Sunday, April 13, 2014

Rhubarb and Rebirth

I love rhubarb pie. I came to this love later than most food loves. My mother in law introduced rhubarb pie to me. While I was looking through a gardening nursery catalog last spring I saw a deal for asparagus and rhubarb crowns that I just couldn't pass up. I'm a bit of a sucker for sales and specials! So last spring I planted two rhubarb crowns.

One problem I have is that in my excitement in my home projects I don't thoroughly read the instructions. The one piece I missed was to find a place that has a little bit of shade. I did read it last fall after it looked like the hot summer sun had seemingly
killed off my two rhubarb plants. To see what was happening I reread the planting instructions and saw that nugget of wisdom to not plant it in too sunny of a spot. Oops.

I didn't give up completely on them. I try to hold onto hope in regards to my garden. It's really all I have! So I kept the areas that encircled what used to be my rhubarb plants clear of weeds, and even dropped a bit of compost on them. To my great surprise (and joy) one of them came up. .500 would be a record setting average in baseball even though my friends who are into baseball stats would remind me that it is an extremely small sample size.

The next weekend I went out to what I expected was the grave of the second rhubarb plant. In tow was a bag of grass seed, my bucket with compost and a handful of straw. As I knelt down to roll the stone in front of it's tomb I saw a rhubarb leaf sticking out of the ground. This is silly to write, but you can't imagine the joy that filled my heart as I offered up some of my compost to the ground that produced this little miracle.

Wednesday, April 2, 2014

Filling Shoes

After my dad’s funeral my brother, my brother in law and I were clearing out my dad’s closet. We were looking to see if one of us or someone else we knew could use or fit into some of his clothing or shoes. My brother in law made the statement that none of us could fill his father in law’s shoes. He was absolutely correct.

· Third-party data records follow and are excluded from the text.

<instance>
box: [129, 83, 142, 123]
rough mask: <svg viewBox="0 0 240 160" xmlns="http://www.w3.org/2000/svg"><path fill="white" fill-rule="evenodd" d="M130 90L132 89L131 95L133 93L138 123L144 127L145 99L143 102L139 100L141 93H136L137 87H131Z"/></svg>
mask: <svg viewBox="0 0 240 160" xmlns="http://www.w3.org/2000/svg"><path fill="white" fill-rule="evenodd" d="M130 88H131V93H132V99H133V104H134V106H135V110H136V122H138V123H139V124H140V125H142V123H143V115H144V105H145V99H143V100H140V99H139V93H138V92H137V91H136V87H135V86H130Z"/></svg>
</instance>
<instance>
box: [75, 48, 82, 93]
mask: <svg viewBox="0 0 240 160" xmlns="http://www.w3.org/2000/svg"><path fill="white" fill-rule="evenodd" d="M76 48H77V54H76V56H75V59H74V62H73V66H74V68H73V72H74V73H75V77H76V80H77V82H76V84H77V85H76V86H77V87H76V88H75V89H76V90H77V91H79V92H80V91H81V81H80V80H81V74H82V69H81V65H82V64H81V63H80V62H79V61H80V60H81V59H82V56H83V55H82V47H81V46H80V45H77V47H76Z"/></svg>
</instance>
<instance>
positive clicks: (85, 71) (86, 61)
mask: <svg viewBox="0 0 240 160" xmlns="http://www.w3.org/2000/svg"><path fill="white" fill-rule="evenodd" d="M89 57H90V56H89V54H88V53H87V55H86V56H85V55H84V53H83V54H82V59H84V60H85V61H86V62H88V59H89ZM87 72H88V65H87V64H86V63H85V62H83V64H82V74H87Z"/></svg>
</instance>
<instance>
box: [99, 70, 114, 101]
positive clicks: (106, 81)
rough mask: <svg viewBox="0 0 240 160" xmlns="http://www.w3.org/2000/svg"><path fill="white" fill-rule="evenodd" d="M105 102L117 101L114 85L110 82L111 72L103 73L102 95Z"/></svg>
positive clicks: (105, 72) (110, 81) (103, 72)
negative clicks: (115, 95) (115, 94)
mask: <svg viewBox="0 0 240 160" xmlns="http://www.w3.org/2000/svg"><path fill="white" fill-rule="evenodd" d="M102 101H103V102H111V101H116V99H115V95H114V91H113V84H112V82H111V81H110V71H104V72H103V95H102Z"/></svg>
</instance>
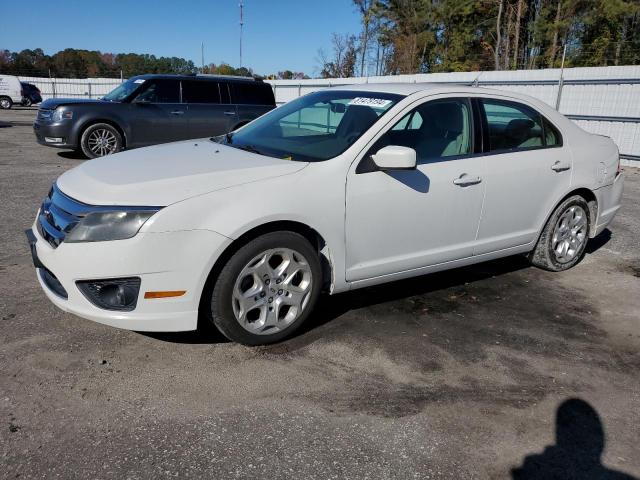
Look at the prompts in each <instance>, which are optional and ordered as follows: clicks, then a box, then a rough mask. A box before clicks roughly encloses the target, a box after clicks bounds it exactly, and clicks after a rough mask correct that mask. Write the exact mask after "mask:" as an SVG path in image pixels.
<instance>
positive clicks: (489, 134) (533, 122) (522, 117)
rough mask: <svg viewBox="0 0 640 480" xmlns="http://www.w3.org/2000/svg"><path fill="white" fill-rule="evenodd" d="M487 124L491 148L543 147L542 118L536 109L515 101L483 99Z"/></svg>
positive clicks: (523, 148) (520, 147) (512, 149)
mask: <svg viewBox="0 0 640 480" xmlns="http://www.w3.org/2000/svg"><path fill="white" fill-rule="evenodd" d="M482 104H483V106H484V111H485V115H486V118H487V126H488V127H489V144H490V145H489V149H490V151H492V152H493V151H496V150H519V149H526V148H532V147H533V148H534V147H541V146H543V145H544V141H543V138H542V131H543V130H542V119H541V117H540V114H539V113H538V112H536V111H535V110H533V109H531V108H529V107H527V106H525V105H521V104H519V103H513V102H503V101H501V100H487V99H483V100H482Z"/></svg>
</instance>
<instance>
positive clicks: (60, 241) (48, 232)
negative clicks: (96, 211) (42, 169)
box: [37, 184, 91, 248]
mask: <svg viewBox="0 0 640 480" xmlns="http://www.w3.org/2000/svg"><path fill="white" fill-rule="evenodd" d="M90 210H91V207H90V206H89V205H86V204H84V203H80V202H78V201H77V200H74V199H73V198H71V197H67V196H66V195H65V194H64V193H62V192H61V191H60V190H59V189H58V187H57V186H56V185H55V184H54V185H53V187H52V188H51V191H50V192H49V195H47V197H46V198H45V199H44V201H43V202H42V206H41V207H40V214H39V215H38V224H37V227H38V232H39V233H40V235H42V238H44V239H45V240H46V241H47V242H49V244H50V245H51V246H52V247H53V248H56V247H57V246H58V245H60V244H61V243H62V241H63V240H64V237H65V236H66V235H67V233H69V232H70V231H71V230H73V227H75V226H76V225H77V224H78V222H79V221H80V220H81V219H82V218H83V217H84V216H85V215H86V214H87V213H88V212H89V211H90Z"/></svg>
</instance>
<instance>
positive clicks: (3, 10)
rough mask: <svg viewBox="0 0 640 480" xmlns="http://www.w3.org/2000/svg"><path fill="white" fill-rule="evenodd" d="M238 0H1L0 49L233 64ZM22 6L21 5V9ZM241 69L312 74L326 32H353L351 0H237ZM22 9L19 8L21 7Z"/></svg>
mask: <svg viewBox="0 0 640 480" xmlns="http://www.w3.org/2000/svg"><path fill="white" fill-rule="evenodd" d="M238 2H239V0H182V1H180V0H173V1H172V0H102V1H97V0H46V1H45V0H30V1H29V2H27V3H26V4H25V3H24V2H19V1H4V0H3V1H2V4H3V7H2V17H3V18H4V19H5V20H7V19H11V21H4V22H2V23H3V24H2V27H0V49H8V50H11V51H20V50H23V49H25V48H29V49H34V48H42V49H43V50H44V52H45V53H47V54H49V55H50V54H53V53H55V52H57V51H59V50H63V49H65V48H79V49H87V50H100V51H101V52H111V53H128V52H133V53H149V54H153V55H156V56H158V57H160V56H168V57H174V56H175V57H183V58H186V59H189V60H193V61H194V63H196V65H200V64H201V60H200V45H201V42H204V60H205V64H209V63H216V64H218V63H221V62H226V63H229V64H231V65H233V66H239V33H240V26H239V8H238ZM25 5H28V6H27V7H25ZM244 6H245V8H244V33H243V42H242V44H243V48H242V50H243V62H242V64H243V66H246V67H250V68H253V70H254V71H255V72H256V73H259V74H262V75H267V74H270V73H275V72H277V71H281V70H293V71H302V72H304V73H306V74H308V75H311V76H313V75H314V74H317V73H318V70H319V69H318V49H319V48H324V49H325V50H326V51H329V50H330V41H331V33H332V32H337V33H353V34H357V33H358V32H359V30H360V27H359V17H358V14H357V12H356V10H355V7H354V6H353V2H352V0H321V1H313V0H244ZM25 8H26V10H25Z"/></svg>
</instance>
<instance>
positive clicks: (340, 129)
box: [218, 90, 403, 162]
mask: <svg viewBox="0 0 640 480" xmlns="http://www.w3.org/2000/svg"><path fill="white" fill-rule="evenodd" d="M402 98H403V96H402V95H395V94H390V93H379V92H358V91H344V90H343V91H340V90H323V91H320V92H315V93H311V94H309V95H305V96H304V97H300V98H298V99H296V100H293V101H291V102H289V103H287V104H285V105H283V106H281V107H279V108H276V109H275V110H272V111H271V112H269V113H267V114H266V115H264V116H262V117H260V118H258V119H257V120H254V121H253V122H251V123H250V124H249V125H247V126H245V127H243V128H242V129H240V130H238V131H237V132H232V133H229V134H227V135H226V136H223V137H220V138H219V139H218V141H220V142H221V143H225V144H227V145H229V146H231V147H235V148H240V149H243V150H247V151H250V152H254V153H259V154H263V155H268V156H271V157H276V158H282V159H285V160H294V161H302V162H318V161H323V160H328V159H330V158H333V157H336V156H338V155H340V154H341V153H342V152H344V151H345V150H346V149H347V148H349V146H350V145H352V144H353V142H355V141H356V140H358V138H360V137H361V136H362V134H363V133H364V132H366V131H367V130H368V129H369V128H370V127H371V126H372V125H373V124H374V123H375V122H377V121H378V119H379V118H380V117H381V116H382V115H384V114H385V113H386V112H387V111H389V109H390V108H391V107H392V106H393V105H395V104H396V103H397V102H398V101H399V100H401V99H402Z"/></svg>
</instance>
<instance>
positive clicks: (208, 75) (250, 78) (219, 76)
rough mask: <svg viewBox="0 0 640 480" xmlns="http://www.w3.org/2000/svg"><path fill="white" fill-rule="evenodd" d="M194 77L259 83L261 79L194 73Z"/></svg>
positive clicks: (201, 73) (237, 76)
mask: <svg viewBox="0 0 640 480" xmlns="http://www.w3.org/2000/svg"><path fill="white" fill-rule="evenodd" d="M195 76H196V77H211V78H229V79H234V80H255V81H261V80H262V79H258V78H255V77H247V76H243V75H218V74H215V73H196V74H195Z"/></svg>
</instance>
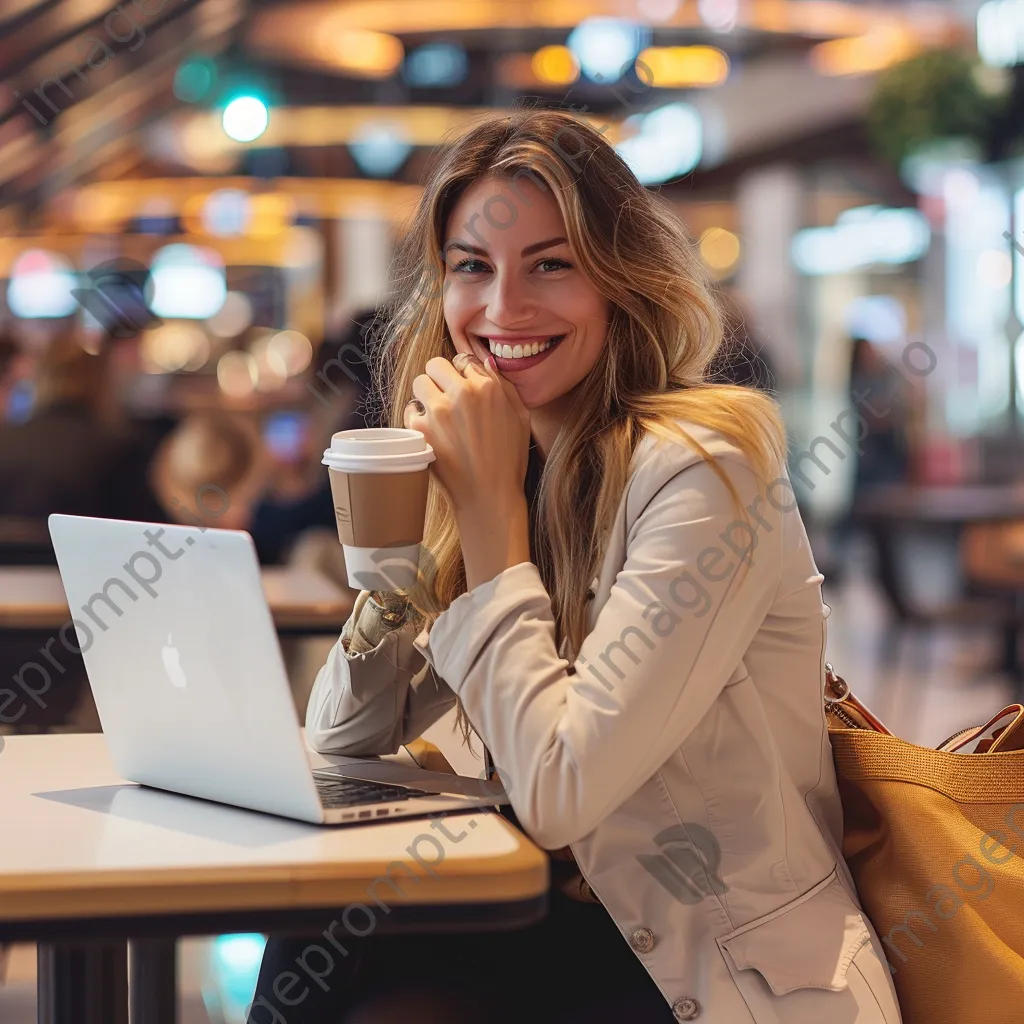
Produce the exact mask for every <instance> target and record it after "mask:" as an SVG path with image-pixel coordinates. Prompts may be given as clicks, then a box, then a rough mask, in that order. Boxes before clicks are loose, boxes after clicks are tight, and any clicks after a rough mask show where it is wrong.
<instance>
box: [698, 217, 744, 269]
mask: <svg viewBox="0 0 1024 1024" xmlns="http://www.w3.org/2000/svg"><path fill="white" fill-rule="evenodd" d="M700 256H701V258H702V259H703V261H705V262H706V263H707V264H708V266H710V267H711V268H712V269H713V270H719V271H721V270H728V269H730V268H731V267H733V266H735V264H736V262H737V260H738V259H739V239H738V238H736V236H735V234H733V233H732V231H727V230H726V229H725V228H724V227H709V228H708V229H707V230H706V231H703V232H702V233H701V236H700Z"/></svg>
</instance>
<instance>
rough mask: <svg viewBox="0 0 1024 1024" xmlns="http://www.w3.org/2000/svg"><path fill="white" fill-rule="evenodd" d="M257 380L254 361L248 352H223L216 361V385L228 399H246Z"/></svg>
mask: <svg viewBox="0 0 1024 1024" xmlns="http://www.w3.org/2000/svg"><path fill="white" fill-rule="evenodd" d="M258 379H259V371H258V369H257V367H256V360H255V359H254V358H253V357H252V355H251V354H250V353H249V352H239V351H230V352H224V354H223V355H222V356H221V357H220V358H219V359H218V360H217V384H218V386H219V387H220V390H221V391H222V392H223V393H224V395H225V396H226V397H228V398H248V397H249V396H250V395H251V394H252V393H253V391H255V390H256V382H257V381H258Z"/></svg>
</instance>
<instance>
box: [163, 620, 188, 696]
mask: <svg viewBox="0 0 1024 1024" xmlns="http://www.w3.org/2000/svg"><path fill="white" fill-rule="evenodd" d="M160 656H161V657H162V658H163V662H164V670H165V671H166V672H167V677H168V679H170V681H171V685H172V686H176V687H177V688H178V689H179V690H183V689H184V688H185V687H186V686H187V685H188V680H187V679H185V674H184V670H183V669H182V668H181V651H179V650H178V648H177V647H175V646H174V644H173V642H172V641H171V634H170V633H168V634H167V643H166V644H164V646H163V647H162V648H161V650H160Z"/></svg>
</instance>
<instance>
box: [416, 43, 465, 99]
mask: <svg viewBox="0 0 1024 1024" xmlns="http://www.w3.org/2000/svg"><path fill="white" fill-rule="evenodd" d="M468 71H469V58H468V57H467V56H466V51H465V50H464V49H463V48H462V47H461V46H457V45H455V44H454V43H427V44H426V45H424V46H418V47H417V48H416V49H415V50H413V52H412V53H410V54H409V56H407V57H406V59H404V61H403V63H402V67H401V76H402V78H403V79H404V80H406V81H407V82H408V83H409V84H410V85H414V86H419V87H421V88H425V87H426V88H435V89H436V88H441V87H451V86H453V85H458V84H459V83H460V82H462V81H463V80H464V79H465V78H466V75H467V73H468Z"/></svg>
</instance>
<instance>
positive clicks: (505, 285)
mask: <svg viewBox="0 0 1024 1024" xmlns="http://www.w3.org/2000/svg"><path fill="white" fill-rule="evenodd" d="M485 312H486V316H487V319H488V321H489V322H490V323H492V324H494V325H495V327H498V328H514V327H516V326H517V325H520V324H527V323H529V321H531V319H534V317H535V315H536V313H537V303H536V301H534V299H532V297H531V296H530V294H529V288H528V287H527V286H526V285H525V283H524V282H522V281H521V280H519V278H518V276H517V275H516V274H514V273H511V272H508V271H504V270H498V271H497V272H496V273H495V275H494V279H493V281H492V282H490V285H489V287H488V289H487V305H486V310H485Z"/></svg>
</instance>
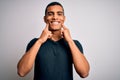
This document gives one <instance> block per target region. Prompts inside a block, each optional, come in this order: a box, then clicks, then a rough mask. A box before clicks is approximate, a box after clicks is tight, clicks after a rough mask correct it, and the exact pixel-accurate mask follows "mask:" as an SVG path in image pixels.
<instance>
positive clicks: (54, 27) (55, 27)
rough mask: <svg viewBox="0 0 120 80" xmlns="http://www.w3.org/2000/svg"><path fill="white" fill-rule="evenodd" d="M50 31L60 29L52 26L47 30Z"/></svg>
mask: <svg viewBox="0 0 120 80" xmlns="http://www.w3.org/2000/svg"><path fill="white" fill-rule="evenodd" d="M49 30H50V31H59V30H61V27H58V26H52V27H50V28H49Z"/></svg>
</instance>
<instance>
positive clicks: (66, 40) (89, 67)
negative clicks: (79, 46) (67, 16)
mask: <svg viewBox="0 0 120 80" xmlns="http://www.w3.org/2000/svg"><path fill="white" fill-rule="evenodd" d="M63 29H64V30H63V31H62V33H63V37H64V38H65V40H66V41H67V43H68V45H69V47H70V50H71V54H72V59H73V64H74V67H75V70H76V72H77V73H78V74H79V75H80V76H81V77H82V78H85V77H87V76H88V74H89V69H90V67H89V63H88V61H87V60H86V58H85V56H84V55H83V54H82V53H81V52H80V50H79V49H78V47H77V46H76V44H75V43H74V41H73V40H72V38H71V36H70V32H69V30H68V29H67V28H66V27H65V26H64V25H63Z"/></svg>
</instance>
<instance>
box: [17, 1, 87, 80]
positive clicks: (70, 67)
mask: <svg viewBox="0 0 120 80" xmlns="http://www.w3.org/2000/svg"><path fill="white" fill-rule="evenodd" d="M44 21H45V23H46V27H45V29H44V30H43V32H42V33H41V35H40V37H39V38H34V39H33V40H31V42H30V43H29V44H28V46H27V50H26V53H25V54H24V55H23V57H22V58H21V60H20V61H19V63H18V66H17V68H18V74H19V75H20V76H25V75H26V74H27V73H28V72H30V70H31V69H32V67H33V65H34V62H35V69H34V80H73V71H72V64H74V67H75V70H76V72H77V73H78V74H79V75H80V76H81V77H82V78H85V77H87V76H88V74H89V63H88V61H87V60H86V58H85V56H84V55H83V49H82V46H81V44H80V43H79V42H78V41H77V40H72V38H71V35H70V32H69V30H68V28H67V27H65V26H64V21H65V15H64V9H63V6H62V5H61V4H60V3H58V2H52V3H50V4H48V6H47V7H46V10H45V16H44Z"/></svg>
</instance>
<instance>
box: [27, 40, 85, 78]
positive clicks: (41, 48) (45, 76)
mask: <svg viewBox="0 0 120 80" xmlns="http://www.w3.org/2000/svg"><path fill="white" fill-rule="evenodd" d="M36 41H37V38H34V39H33V40H31V41H30V43H29V44H28V46H27V50H26V51H28V50H29V49H30V48H31V47H32V45H33V44H34V43H35V42H36ZM74 42H75V44H76V45H77V47H78V48H79V50H80V51H81V52H82V53H83V48H82V46H81V44H80V43H79V42H78V41H77V40H74ZM34 80H73V69H72V55H71V52H70V48H69V46H68V44H67V42H66V41H65V40H64V39H60V40H59V41H56V42H55V41H52V40H50V39H48V40H47V41H46V42H45V43H44V44H42V46H41V47H40V48H39V51H38V53H37V56H36V60H35V69H34Z"/></svg>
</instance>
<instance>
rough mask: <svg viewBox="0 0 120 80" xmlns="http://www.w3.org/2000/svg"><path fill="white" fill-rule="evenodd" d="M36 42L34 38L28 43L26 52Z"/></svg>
mask: <svg viewBox="0 0 120 80" xmlns="http://www.w3.org/2000/svg"><path fill="white" fill-rule="evenodd" d="M36 41H37V38H34V39H32V40H31V41H30V42H29V43H28V45H27V48H26V52H27V51H28V50H29V49H30V48H31V47H32V46H33V45H34V43H35V42H36Z"/></svg>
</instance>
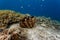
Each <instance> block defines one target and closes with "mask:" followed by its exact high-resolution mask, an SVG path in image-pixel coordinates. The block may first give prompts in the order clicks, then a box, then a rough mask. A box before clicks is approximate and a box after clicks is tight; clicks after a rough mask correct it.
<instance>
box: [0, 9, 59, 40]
mask: <svg viewBox="0 0 60 40" xmlns="http://www.w3.org/2000/svg"><path fill="white" fill-rule="evenodd" d="M6 11H8V10H4V11H3V12H1V15H2V17H0V18H3V19H1V21H2V20H4V21H5V19H6V18H4V17H5V16H4V17H3V15H6V14H5V12H6ZM10 12H12V14H8V13H10ZM14 13H16V12H13V11H9V12H7V15H10V16H8V18H9V19H8V18H7V19H6V20H7V24H6V25H8V26H9V27H8V28H5V29H4V30H2V31H1V32H0V40H60V31H59V30H60V22H59V21H55V20H51V19H50V18H46V17H36V19H37V22H36V24H35V25H34V27H32V28H28V26H27V25H25V26H27V27H26V28H25V27H22V26H21V24H20V23H19V22H21V21H18V22H16V21H17V20H21V18H22V19H23V18H24V17H25V16H26V15H24V14H19V16H16V15H18V14H14ZM13 15H14V16H13ZM21 15H24V16H23V17H21ZM11 17H13V18H12V19H11ZM15 17H16V18H18V19H16V18H15ZM14 18H15V19H14ZM30 18H31V17H30ZM31 19H32V18H31ZM9 20H12V21H9ZM24 20H25V19H24ZM5 22H6V21H5ZM22 22H23V21H22ZM24 22H25V21H24ZM24 22H23V23H22V24H24ZM26 22H27V20H26ZM29 22H30V21H29V20H28V23H27V24H29ZM1 23H2V24H3V21H2V22H1ZM31 23H33V21H31ZM9 24H10V25H9ZM0 25H1V24H0ZM31 25H33V24H31ZM1 27H2V26H1ZM4 27H5V26H4ZM29 27H30V26H29Z"/></svg>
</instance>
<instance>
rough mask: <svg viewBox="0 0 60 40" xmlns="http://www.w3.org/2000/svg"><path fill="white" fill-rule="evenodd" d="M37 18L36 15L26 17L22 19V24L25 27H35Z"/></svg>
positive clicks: (22, 25) (20, 20)
mask: <svg viewBox="0 0 60 40" xmlns="http://www.w3.org/2000/svg"><path fill="white" fill-rule="evenodd" d="M35 22H36V18H35V17H34V16H28V17H24V18H23V19H21V20H20V26H21V27H23V28H32V27H34V25H35Z"/></svg>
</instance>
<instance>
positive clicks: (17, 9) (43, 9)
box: [0, 0, 60, 20]
mask: <svg viewBox="0 0 60 40" xmlns="http://www.w3.org/2000/svg"><path fill="white" fill-rule="evenodd" d="M0 9H2V10H4V9H9V10H15V11H17V12H21V13H24V14H25V13H29V14H31V15H34V16H46V17H51V18H52V19H56V20H60V0H0Z"/></svg>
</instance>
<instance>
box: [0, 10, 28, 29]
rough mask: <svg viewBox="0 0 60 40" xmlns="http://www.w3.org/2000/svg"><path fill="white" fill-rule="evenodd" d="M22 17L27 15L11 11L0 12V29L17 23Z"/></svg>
mask: <svg viewBox="0 0 60 40" xmlns="http://www.w3.org/2000/svg"><path fill="white" fill-rule="evenodd" d="M24 16H27V15H25V14H20V13H19V12H15V11H11V10H0V29H5V28H6V27H8V25H10V24H13V23H17V22H19V21H20V19H21V18H24Z"/></svg>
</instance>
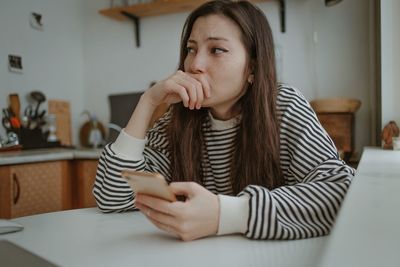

During the few weeks after the passing of my dad I heard lots of comments about how much I am like him. In many ways I took the comments about me being like my dad as they were intended, as compliments. However, a part of me winced at these statements.

I felt like my dad spent a lot of time and energy trying to live up to his father. His dad pushed him to be like him and in many ways you could sense the disappointment my grandpa felt towards dad, or maybe I was sensing my dad’s own feeling of him disappointing my grandpa.

When my grandfather died I felt like my dad had a lot of heartbreak, hurt and mixed feelings to deal with. In looking at the choices my dad made it was obvious that the way he choose to be a father was to spend time with his kids and wife. He took us fishing. We went on vacations all over the US. All four of us had him as a soccer or basketball coach at one time in our short-lived athletic careers. His presence was always felt at our activities. Mom and him even went so far as to attend most of the freshman and sophomore level basketball games that I kept statistics for. I’m sure that they were cheering me on with “excellent writing of that three point play there Tim!” or “way to get the whole floor clean with that dust mop during halftime!”

As a dziadzia/grandfather my dad went out of his way to be a part of his grandchildren’s lives. At least once a year my mom and dad traveled to California to spend time with my sister, her husband and my niece and nephew. My mom would often come over to Kansas City to help out my wife, Sarah, when I was traveling. Dad would always initially say that he probably wouldn’t come over because he had too much work. In the end he’d always come because, as he told my mom, “I’d hate to miss something.”

The greatest gift my dad gave to me was expecting me to be honest, a devoted husband and a loving father. I never felt pressure to follow the same life paths my dad did. I always knew that he loved me unconditionally (I know this because of some of the bonehead things I did, like driving 110 mph on I-270 in St. Louis). I don’t want to leave the impression that things were always easy, or that we always got along, but I can honestly say that I have been overwhelmed with gratitude and joy for the time I had with him.


In the end none of us (my brother, brother in law and I) could physically fit into my dad’s shoes and they were given away. His shoes wouldn’t fit us and I think he would have loved that.